State v. . McLean

182 S.E. 700 | N.C. | 1935

The grand jury returned three bills of indictment charging defendant with the embezzlement of certain sums from the Central Carolina Oil Company, Inc., on three different occasions.

It was admitted that at the time alleged defendant was the secretary-treasurer of the oil company, a corporation, and that on 13 March, 1931, he drew a check on the company's fund in the sum of $2,000 in favor of Page Trust Company, and that on 6 May, 1931, he drew a check on the company's fund in the sum of $1,000, payable to Bank of Pinehurst, and on 1 April, 1931, he drew a check on the company's fund in the sum of $1,717, in favor of United Bank and Trust Company. It was also in evidence that the $1,000 and the $1,717 checks were used to pay a note on which defendant and another were liable.

The State offered evidence tending to show defendant admitted he had applied the funds represented by these checks to his own use.

At the close of State's evidence motion for nonsuit as to the bill or count with respect to the $2,000 check was sustained.

Defendant testified in substance that the $1,000 and the $1,717 checks were issued by him and applied as credits on his own debts for the reason that the oil company owed him $2,900, and he used the money to pay himself. He also admitted that he applied the $2,000 check on the note he and one McLauchlin had signed, payable to the Page Trust Company, and that he did it to pay McLauchlin's half of the note.

There was a general verdict of guilty, and from judgment thereon defendant appealed. The defendant excepted to the order consolidating for trial the three bills of indictment. In this ruling there was no error. C. S., 4622, authorizes the consolidation of two or more bills "when there are several charges against any person . . . for two or more acts or transactions connected together, or for two or more transactions of the same class of crimes or offenses." State v. Brown, 182 N.C. 761;State v. Rice, 202 N.C. 411. *40

Defendant's exception to the denial of his motion for judgment of nonsuit cannot be sustained. There was evidence sufficient to be submitted to the jury. In the language of Davis, J., in State v. Fain, 106 N.C. 760: "If there was any evidence reasonably sufficient to go to the jury, its weight is a question with which this Court has nothing to do."

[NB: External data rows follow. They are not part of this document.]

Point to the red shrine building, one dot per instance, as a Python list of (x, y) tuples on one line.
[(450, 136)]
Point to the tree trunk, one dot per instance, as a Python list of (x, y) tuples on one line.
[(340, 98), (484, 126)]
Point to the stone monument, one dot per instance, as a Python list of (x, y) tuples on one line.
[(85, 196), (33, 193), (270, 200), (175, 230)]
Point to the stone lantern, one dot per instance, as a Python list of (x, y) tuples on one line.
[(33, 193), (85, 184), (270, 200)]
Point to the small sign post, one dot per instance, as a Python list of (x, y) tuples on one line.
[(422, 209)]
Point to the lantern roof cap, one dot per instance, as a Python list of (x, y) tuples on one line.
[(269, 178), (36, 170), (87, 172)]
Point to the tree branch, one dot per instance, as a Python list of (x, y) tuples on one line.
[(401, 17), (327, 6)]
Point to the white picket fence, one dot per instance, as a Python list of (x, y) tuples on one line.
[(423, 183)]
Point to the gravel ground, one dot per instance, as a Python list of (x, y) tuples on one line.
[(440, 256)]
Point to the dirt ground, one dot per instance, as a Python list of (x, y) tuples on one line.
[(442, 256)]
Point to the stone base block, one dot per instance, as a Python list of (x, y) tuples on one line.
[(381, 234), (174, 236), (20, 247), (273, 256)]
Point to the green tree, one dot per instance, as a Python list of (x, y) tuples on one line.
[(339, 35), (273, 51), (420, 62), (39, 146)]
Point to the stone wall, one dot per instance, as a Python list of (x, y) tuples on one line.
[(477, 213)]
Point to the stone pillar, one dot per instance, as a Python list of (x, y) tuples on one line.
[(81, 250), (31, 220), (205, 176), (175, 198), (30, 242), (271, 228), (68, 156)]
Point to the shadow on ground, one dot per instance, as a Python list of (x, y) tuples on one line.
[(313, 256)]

Embezzlement was not a common law offense. The acts constituting the offense are set forth in the statute, C. S., 4268. It has been defined by this Court as "the fraudulent conversion of property by one who has lawfully acquired possession of it for the use and benefit of the owner."State v. McDonald, 133 N.C. 681. One of the necessary elements of the offense is the fraudulent intent. The fraudulent intent within the meaning of the statute is the intent to "embezzle or otherwise willfully and corruptly use or misapply the property of another for purposes other than that for which they are held." State v. Lancaster, 202 N.C. 204. And since the criminality of the act depends upon the intent, it is incumbent on the State to show the intent to defraud beyond a reasonable doubt. Statev. Morgan, 136 N.C. 628. Such intent may be shown by direct evidence, or by evidence of facts and circumstances from which it may reasonably be inferred. State v. Lancaster, 202 N.C. 204; State v. Rawls, 202 N.C. 397; 20 C. J., 487.

We find no error in the refusal of the court below to permit the defendant to answer the question "whether or not the Central Carolina Oil Company, Inc., got value received for every dollar represented for that check." The evidence discloses that the defendant was permitted to and did testify fully as to all the facts of the transaction, and the question propounded is rather a conclusion than a statement of fact.

The other exceptions to the evidence are without merit.

Defendant made exceptions to the charge of the court for failure to charge as to the element of fraudulent intent, but upon an examination of the charge of the able and careful judge, we find that this was sufficiently called to the attention of the jury.

The other exceptions to the charge were to statements of contentions of the State and defendant, and these not having been called to the attention of the court at the time, are not now available to the defendant.

Upon a careful examination of the record, we find no reversible error in the trial.